Farmers followed a revolutionary tradition deeply rooted in France. In 1953, winegrowers, seeing their profits collapse, placed their wooden carts on a national road at the start of the summer holidays to demand government aid and offer tastings to lost drivers. It worked so well that a model was established, and farmers in the southwest followed suit a few months later, said Édouard Lynch, professor of contemporary French history at the University of Lyon 2.
“They always win a little bit,” said Mr. Lynch, the book’s author.Peasant uprising.” “It’s effective.”
Farmers make up less than 2 percent of the country’s population, but they loom large in the national psyche — in part because France industrialized relatively late, Mr. Lynch said.
“The French have real sympathy for farmers. Everyone says, ‘My father or my grandfather was a farmer,'” he said.
So it was perhaps not surprising that the Prime Minister, followed by two ministers and a prefect, came to the blockade for a guided tour and a glass of red wine. Although his friends were shocked, Mr. Bayle was not.
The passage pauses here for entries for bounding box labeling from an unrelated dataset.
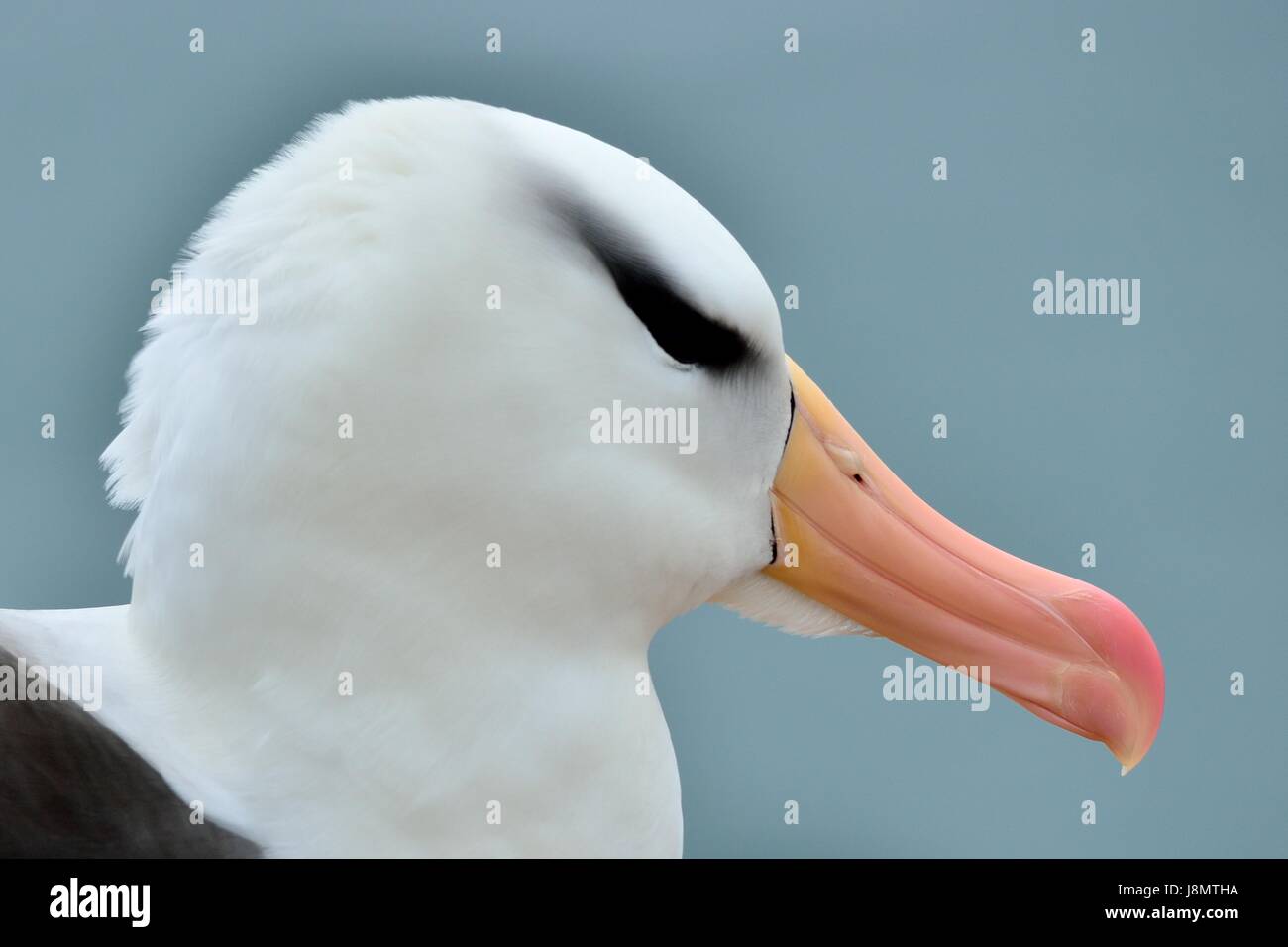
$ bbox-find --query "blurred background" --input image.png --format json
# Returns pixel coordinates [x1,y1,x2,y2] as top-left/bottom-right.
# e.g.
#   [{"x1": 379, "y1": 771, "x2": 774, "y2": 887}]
[{"x1": 0, "y1": 0, "x2": 1288, "y2": 857}]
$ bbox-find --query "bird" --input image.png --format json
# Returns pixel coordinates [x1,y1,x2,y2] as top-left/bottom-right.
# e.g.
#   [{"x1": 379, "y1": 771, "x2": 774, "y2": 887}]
[{"x1": 0, "y1": 98, "x2": 1164, "y2": 857}]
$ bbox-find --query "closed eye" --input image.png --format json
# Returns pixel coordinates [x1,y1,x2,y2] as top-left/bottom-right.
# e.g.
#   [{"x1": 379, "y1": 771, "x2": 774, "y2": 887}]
[
  {"x1": 601, "y1": 249, "x2": 750, "y2": 368},
  {"x1": 551, "y1": 194, "x2": 752, "y2": 371}
]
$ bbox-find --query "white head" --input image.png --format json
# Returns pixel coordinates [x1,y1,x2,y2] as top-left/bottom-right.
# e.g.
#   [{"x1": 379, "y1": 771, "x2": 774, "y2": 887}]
[
  {"x1": 106, "y1": 99, "x2": 791, "y2": 654},
  {"x1": 106, "y1": 99, "x2": 1162, "y2": 850}
]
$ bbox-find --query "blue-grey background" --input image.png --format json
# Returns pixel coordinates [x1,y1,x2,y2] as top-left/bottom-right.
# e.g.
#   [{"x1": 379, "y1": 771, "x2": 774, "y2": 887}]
[{"x1": 0, "y1": 0, "x2": 1288, "y2": 856}]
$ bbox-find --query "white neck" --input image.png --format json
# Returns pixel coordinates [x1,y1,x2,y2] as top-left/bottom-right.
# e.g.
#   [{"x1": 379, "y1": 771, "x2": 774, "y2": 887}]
[{"x1": 106, "y1": 525, "x2": 682, "y2": 856}]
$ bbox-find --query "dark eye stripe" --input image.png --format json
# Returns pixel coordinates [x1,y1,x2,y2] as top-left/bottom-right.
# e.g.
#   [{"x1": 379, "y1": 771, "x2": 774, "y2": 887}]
[
  {"x1": 600, "y1": 246, "x2": 748, "y2": 368},
  {"x1": 554, "y1": 189, "x2": 751, "y2": 369}
]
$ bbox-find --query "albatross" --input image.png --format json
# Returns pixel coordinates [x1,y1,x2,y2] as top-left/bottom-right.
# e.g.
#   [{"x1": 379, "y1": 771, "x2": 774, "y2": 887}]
[{"x1": 0, "y1": 98, "x2": 1163, "y2": 856}]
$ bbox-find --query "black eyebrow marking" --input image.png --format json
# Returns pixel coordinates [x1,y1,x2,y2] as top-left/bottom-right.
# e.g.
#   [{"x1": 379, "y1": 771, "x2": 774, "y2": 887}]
[{"x1": 553, "y1": 194, "x2": 752, "y2": 369}]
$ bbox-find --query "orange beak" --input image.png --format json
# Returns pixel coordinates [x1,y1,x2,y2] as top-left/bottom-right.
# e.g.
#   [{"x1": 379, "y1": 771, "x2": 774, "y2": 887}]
[{"x1": 765, "y1": 359, "x2": 1163, "y2": 773}]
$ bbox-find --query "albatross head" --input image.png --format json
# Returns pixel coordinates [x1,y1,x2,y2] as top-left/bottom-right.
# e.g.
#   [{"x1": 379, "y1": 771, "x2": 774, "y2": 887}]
[{"x1": 106, "y1": 99, "x2": 1163, "y2": 855}]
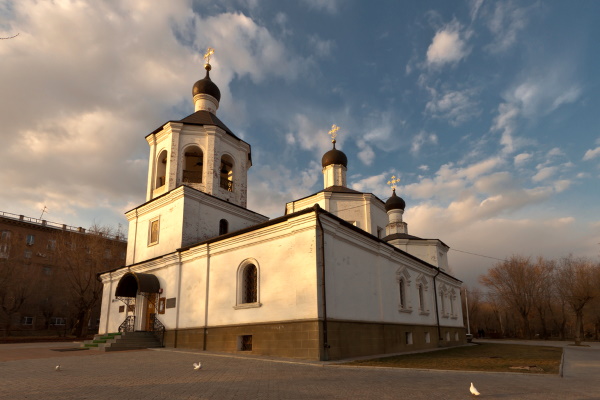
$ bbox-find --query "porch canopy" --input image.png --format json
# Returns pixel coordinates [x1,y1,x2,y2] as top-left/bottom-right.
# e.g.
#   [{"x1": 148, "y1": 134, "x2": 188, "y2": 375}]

“He had no choice,” he says, sitting on a giant tractor tire in front of his stable, taking a moment off to enjoy the sun and the success of the movement. He was exhausted – he had only slept three hours a night during the blockade. And his phone continued to beep and ring with requests from journalists.
“It was like he was a rock star,” said Mr. Turrel, the mayor, describing the crowd’s reaction to Mr. Bayle. “He spoke from his heart and with words of suffering that radiated phenomenal power. »
From the beginning, Mr. Bayle had demanded concrete solutions to three concrete problems: easing the process of building water reservoirs, providing financial support to farms infected with epizootic hemorrhagic disease and abandoning the imminent increase in the cost of fuel for tractors.
Mr. Attal delivered the three last Fridaythen Mr. Bayle announced the end of his blockade – and his protest.
While the leaders of two powerful agricultural unions declared a siege on Paris, carrying a long list of their own grievances, Mr. Bayle and his team returned to their barns to catch up on all the work they had neglected.
Some have criticized Mr. Bayle’s group as selfish; others sold out.
“They should do as well as we do,” Mr. Tournier said of the criticism, sitting in his kitchen, a bag containing his clothes from the blockade slumped nearby, still unpacked. “A small group of friends, in one week, moved the Prime Minister and two ministers. We united the country. We have shown that we can do great things with loyal people and friends. You can do beautiful things.
From his spot in the sun, Mr Bayle said he never expected to change the French agricultural model in a week and had no interest in going into politics despite his obvious flair for speaking out .
“My life is here on the farm,” he said. “We got the ball rolling from here. Today, others are taking over and the objective is to obtain ever more measurements.”